However, I do believe that the current patent system is flawed. It’s also difficult (I think impossible) to find people technically competent enough to oversee the process. For instance (and, to cut to the chase), I would have denied NetApp the WAFL patent, since

  1. It’s a simple evolution and/or modification of existing block allocation schemes to facilitate writes (more technical info later on)
  2. There were other COW (Copy On Write) filesystems prior to NetApp, such as LFS and numerous research projects. Specifically,
  3. Daniel Phillips had done most of the COW work prior to NetApp’s patent, but had to abandon work on the tux2 filesystem due to fear of patent laws (see here). He didn’t file a patent first, since nobody that does open source development is thus inclined.

     

But where do you draw the line on what’s truly new and patentable? And what if enforcing a patent is detrimental to the common good? Should Xerox have patented the mouse? It was totally new back then. What if they’d enforced the patent and told Apple and later Microsoft that they are not allowed, no matter what, to use a mouse? Or if HG Wells patented the science fiction novel? If Hoover patented the vacuum cleaner? If RCA patented the television? You get my drift. There would be zero innovation.

I think patenting obvious stuff should just not be allowed. And, if your patent is based on prior art (regardless of whether it’s been patented), it should be summarily denied. If the patent is granted but is then proven after the fact that someone else had figured out the idea first (as in the case of Mr. Phillips), the patent should automatically be invalidated. Complex, no?

Which is why many think that patenting software should not be allowed.

At the end, with some problems, there is only a finite number of solutions (often only one). Researchers may be working simultaneously on the problem. Eventually, only one will be first with a solution. I am opposed to penalizing the other guy simply because he used a similar algorithm to mine (especially when, mathematically, there may be zero other solutions, making every approach to solve the problem produce the same result).

Back to Sun and NetApp. The truth is, I think, pretty simple.

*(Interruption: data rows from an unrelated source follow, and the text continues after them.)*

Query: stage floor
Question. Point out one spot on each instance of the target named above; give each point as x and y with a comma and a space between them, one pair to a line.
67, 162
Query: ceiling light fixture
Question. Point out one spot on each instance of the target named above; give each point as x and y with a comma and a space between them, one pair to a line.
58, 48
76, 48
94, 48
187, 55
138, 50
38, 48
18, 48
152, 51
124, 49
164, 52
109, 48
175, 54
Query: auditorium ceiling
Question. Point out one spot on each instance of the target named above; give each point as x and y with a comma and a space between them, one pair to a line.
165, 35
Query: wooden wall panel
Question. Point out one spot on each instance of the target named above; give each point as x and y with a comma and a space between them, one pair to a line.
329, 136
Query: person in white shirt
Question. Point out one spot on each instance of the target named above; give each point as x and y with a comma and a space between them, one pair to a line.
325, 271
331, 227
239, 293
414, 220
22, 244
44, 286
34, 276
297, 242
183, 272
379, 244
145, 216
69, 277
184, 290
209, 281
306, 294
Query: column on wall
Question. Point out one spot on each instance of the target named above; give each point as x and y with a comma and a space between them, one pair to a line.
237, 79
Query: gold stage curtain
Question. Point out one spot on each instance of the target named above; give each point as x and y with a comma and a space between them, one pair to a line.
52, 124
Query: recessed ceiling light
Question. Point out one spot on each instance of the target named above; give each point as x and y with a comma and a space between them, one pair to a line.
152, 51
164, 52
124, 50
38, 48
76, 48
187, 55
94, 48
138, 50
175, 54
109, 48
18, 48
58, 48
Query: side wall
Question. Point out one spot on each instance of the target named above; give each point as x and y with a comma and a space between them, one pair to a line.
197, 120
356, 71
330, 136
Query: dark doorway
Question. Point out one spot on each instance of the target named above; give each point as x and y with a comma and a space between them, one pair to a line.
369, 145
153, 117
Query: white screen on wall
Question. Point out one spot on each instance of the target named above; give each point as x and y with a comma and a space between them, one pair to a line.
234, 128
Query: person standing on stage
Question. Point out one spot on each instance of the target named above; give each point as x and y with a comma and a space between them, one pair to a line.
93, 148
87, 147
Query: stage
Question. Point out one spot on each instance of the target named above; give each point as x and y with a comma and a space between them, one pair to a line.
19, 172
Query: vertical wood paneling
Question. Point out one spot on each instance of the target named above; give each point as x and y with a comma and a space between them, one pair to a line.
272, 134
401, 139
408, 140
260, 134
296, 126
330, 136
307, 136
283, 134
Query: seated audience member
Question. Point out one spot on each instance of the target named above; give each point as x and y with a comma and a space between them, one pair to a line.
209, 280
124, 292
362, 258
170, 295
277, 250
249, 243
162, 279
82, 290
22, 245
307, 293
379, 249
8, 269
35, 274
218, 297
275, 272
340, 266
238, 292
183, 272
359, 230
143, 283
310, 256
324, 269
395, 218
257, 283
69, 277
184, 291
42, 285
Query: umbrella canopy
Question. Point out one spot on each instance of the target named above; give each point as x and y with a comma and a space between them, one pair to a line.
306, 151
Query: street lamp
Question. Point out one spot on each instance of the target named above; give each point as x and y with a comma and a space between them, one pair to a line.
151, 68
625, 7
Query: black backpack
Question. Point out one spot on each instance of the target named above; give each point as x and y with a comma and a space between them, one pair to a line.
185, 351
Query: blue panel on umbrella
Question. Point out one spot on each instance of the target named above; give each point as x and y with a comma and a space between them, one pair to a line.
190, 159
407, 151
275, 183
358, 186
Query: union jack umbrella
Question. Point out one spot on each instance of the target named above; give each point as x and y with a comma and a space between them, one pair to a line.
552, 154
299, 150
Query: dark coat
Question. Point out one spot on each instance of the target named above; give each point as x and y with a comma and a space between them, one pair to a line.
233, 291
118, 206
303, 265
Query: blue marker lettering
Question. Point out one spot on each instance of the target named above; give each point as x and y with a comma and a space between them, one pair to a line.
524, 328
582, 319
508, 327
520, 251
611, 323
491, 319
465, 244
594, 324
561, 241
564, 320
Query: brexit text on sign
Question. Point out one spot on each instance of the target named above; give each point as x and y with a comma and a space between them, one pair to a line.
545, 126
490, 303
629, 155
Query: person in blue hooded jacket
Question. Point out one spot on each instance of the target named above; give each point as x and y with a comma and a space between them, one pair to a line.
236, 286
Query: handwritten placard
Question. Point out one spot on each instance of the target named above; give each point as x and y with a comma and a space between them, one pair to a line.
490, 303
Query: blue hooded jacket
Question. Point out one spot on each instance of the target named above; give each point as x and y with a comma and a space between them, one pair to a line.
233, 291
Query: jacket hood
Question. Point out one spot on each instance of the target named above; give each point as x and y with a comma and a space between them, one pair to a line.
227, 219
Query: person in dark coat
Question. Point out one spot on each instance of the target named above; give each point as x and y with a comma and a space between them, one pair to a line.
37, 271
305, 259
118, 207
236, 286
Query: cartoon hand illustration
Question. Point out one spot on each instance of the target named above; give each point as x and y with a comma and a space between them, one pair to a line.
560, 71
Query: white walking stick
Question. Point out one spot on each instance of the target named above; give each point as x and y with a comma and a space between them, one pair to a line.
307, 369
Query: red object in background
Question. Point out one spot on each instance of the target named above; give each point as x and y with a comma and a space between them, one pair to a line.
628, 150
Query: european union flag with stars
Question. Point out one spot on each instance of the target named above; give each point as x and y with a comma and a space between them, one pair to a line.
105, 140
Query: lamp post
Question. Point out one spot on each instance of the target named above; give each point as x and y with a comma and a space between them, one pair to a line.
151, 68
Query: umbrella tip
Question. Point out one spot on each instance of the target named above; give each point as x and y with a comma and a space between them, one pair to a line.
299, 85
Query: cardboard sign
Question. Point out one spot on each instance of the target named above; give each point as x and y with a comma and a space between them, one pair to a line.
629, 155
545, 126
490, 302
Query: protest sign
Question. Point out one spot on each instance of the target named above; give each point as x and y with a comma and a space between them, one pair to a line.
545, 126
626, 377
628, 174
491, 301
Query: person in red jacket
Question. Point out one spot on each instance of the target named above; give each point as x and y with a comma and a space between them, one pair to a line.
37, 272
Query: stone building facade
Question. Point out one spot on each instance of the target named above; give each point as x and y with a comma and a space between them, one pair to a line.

While I have enormous respect for both companies (a bit more for Sun, due to their history and my extensive personal experiences), both companies’ major products are based on a tremendous amount of prior art (patented or not, nobody seems to have complained to either company). Truly, they stand on the shoulders of proverbial IT giants. Sun has the PR benefit of having contributed vast amounts of IP to the world, compared to NetApp (though some technologies like NFS and Java have been pretty painful, so it’s a mixed blessing).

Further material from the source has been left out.